A good way to determine if an event is one of these is to ask two questions:
- If it goes wrong, can we fix it in a reasonable amount of time with limited damages. If not, then failure should not be an option.
- If it goes wrong, do you want to be on TV or testifying before Congress/Parliament about why you let it happen? If not, then failure should not be an option.
Pretty straight forward. The problem is that many people have forgotten to ask these questions.
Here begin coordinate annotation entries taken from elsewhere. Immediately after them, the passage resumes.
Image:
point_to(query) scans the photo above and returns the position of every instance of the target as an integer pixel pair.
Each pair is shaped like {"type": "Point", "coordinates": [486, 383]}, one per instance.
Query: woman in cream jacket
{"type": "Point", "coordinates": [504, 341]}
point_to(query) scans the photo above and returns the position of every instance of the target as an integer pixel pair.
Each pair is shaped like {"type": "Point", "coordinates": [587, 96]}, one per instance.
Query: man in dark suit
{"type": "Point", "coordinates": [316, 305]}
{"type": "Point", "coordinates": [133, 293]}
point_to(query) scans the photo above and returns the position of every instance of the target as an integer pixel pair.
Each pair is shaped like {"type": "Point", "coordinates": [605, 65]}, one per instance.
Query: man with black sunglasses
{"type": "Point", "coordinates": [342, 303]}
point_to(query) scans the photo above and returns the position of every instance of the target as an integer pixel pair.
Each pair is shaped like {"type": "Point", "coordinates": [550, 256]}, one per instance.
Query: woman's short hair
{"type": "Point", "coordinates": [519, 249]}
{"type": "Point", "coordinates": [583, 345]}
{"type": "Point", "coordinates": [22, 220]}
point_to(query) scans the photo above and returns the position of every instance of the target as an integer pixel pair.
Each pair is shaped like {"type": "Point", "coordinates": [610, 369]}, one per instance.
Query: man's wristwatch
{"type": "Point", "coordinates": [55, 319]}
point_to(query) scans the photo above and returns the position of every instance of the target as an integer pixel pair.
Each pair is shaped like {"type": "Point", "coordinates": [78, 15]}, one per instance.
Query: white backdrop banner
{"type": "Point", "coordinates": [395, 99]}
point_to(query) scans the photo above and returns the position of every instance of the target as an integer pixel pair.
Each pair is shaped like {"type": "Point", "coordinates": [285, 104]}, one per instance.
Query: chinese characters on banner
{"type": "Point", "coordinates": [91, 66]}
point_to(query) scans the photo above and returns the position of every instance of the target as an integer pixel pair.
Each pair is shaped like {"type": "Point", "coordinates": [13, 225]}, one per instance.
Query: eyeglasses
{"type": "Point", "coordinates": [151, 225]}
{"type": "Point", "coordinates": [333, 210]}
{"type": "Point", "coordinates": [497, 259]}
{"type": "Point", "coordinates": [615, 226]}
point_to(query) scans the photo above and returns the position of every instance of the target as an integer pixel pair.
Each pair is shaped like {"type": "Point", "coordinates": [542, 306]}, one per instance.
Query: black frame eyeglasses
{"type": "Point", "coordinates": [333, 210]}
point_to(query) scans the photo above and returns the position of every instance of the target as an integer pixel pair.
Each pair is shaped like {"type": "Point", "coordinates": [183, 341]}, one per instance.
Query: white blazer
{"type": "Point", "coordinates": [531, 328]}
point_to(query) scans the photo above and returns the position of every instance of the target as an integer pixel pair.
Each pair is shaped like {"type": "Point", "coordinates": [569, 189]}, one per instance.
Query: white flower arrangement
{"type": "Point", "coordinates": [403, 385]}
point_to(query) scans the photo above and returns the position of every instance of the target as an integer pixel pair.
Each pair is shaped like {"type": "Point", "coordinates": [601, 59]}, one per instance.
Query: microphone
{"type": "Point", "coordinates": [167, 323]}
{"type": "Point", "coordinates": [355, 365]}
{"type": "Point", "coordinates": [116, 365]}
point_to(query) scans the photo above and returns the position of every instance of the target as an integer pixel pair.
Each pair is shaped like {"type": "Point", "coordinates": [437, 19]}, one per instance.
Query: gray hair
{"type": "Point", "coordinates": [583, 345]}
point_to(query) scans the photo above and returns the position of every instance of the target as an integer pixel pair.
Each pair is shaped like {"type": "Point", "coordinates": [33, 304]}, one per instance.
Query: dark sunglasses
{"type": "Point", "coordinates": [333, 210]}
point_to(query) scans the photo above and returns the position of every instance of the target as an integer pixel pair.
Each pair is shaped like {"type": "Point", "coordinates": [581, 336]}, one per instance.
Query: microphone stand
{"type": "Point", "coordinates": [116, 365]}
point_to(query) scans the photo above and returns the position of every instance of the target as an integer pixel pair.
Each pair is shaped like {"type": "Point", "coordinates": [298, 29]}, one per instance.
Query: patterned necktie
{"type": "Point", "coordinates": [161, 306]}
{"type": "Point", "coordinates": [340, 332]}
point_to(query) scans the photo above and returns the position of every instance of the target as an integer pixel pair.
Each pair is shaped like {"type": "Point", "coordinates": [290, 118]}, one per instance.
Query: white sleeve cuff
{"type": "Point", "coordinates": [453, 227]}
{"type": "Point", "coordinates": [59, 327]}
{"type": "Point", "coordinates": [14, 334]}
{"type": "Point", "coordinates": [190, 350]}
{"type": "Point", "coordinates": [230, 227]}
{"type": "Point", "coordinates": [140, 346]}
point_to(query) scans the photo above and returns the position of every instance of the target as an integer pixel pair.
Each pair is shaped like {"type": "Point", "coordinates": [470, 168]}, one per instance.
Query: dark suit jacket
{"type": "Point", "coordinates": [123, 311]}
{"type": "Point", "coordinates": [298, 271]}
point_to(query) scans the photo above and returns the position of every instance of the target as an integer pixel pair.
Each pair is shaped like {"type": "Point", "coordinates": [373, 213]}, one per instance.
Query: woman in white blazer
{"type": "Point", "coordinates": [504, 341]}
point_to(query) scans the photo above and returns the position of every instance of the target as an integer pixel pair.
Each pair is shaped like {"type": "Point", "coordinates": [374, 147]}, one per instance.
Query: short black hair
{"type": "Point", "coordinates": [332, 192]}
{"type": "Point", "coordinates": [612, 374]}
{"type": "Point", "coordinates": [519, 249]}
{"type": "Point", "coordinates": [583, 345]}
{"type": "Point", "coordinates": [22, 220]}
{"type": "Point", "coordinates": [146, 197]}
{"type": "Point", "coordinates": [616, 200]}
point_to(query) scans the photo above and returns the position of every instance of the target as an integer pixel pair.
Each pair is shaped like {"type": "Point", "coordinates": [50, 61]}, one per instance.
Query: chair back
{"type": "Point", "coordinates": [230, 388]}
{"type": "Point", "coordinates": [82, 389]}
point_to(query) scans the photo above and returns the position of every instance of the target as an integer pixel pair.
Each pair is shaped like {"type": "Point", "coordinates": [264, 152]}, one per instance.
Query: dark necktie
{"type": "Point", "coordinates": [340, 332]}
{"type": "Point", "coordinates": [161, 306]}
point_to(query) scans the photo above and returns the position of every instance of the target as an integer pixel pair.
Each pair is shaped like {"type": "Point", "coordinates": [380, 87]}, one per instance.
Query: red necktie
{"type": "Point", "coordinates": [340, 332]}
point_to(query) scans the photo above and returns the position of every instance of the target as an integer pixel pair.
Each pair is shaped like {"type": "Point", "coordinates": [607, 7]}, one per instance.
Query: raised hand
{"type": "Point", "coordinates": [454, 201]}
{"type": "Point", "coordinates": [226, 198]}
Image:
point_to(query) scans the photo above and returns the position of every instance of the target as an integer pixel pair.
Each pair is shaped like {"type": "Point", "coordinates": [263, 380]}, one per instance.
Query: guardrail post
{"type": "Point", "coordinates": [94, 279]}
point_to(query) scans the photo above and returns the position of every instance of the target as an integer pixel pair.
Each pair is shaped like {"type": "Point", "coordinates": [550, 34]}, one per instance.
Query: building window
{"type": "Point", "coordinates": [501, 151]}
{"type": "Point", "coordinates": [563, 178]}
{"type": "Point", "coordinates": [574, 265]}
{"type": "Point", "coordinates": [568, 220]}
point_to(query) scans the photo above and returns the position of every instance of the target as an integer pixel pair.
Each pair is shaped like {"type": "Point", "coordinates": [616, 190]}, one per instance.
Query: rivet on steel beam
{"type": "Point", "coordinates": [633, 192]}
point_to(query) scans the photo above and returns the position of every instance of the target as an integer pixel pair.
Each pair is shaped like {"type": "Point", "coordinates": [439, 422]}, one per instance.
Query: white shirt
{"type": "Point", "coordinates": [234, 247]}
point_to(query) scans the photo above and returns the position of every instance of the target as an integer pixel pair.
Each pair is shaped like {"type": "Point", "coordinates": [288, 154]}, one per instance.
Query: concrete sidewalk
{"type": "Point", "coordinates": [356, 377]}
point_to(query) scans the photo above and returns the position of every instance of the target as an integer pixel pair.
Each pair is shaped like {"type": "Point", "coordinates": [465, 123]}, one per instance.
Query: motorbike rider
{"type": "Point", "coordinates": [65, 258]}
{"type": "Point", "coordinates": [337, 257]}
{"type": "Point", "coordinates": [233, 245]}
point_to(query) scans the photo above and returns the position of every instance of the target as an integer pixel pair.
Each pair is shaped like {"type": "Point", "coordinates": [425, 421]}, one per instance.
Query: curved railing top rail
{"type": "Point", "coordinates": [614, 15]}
The secondary problem is that pressures of time and money often cause people to superficially assess risk and underestimate the consequences of things going wrong. Gene Kranz said it after the Apollo 1 fire:
Spaceflight will never tolerate carelessness, incapacity, and neglect. Somewhere, somehow, we screwed up. It could have been in design, build, or test. Whatever it was, we should have caught it. We were too gung ho about the schedule and we locked out all of the problems we saw each day in our work. Every element of the program was in trouble and so were we. The simulators were not working, Mission Control was behind in virtually every area, and the flight and test procedures changed daily. Nothing we did had any shelf life. Not one of us stood up and said, ‘Dammit, stop!’ I don’t know what Thompson’s committee will find as the cause, but I know what I find. We are the cause! We were not ready! We did not do our job. We were rolling the dice, hoping that things would come together by launch day, when in our hearts we knew it would take a miracle. We were pushing the schedule and betting that the Cape would slip before we did. From this day forward, Flight Control will be known by two words: ‘Tough’ and ‘Competent.’ Tough means we are forever accountable for what we do or what we fail to do. We will never again compromise our responsibilities. Every time we walk into Mission Control we will know what we stand for. Competent means we will never take anything for granted. We will never be found short in our knowledge and in our skills. Mission Control will be perfect. When you leave this meeting today you will go to your office and the first thing you will do there is to write ‘Tough and Competent’ on your blackboards. It will never be erased. Each day when you enter the room these words will remind you of the price paid by Grissom, White, and Chaffee. These words are the price of admission to the ranks of Mission Control.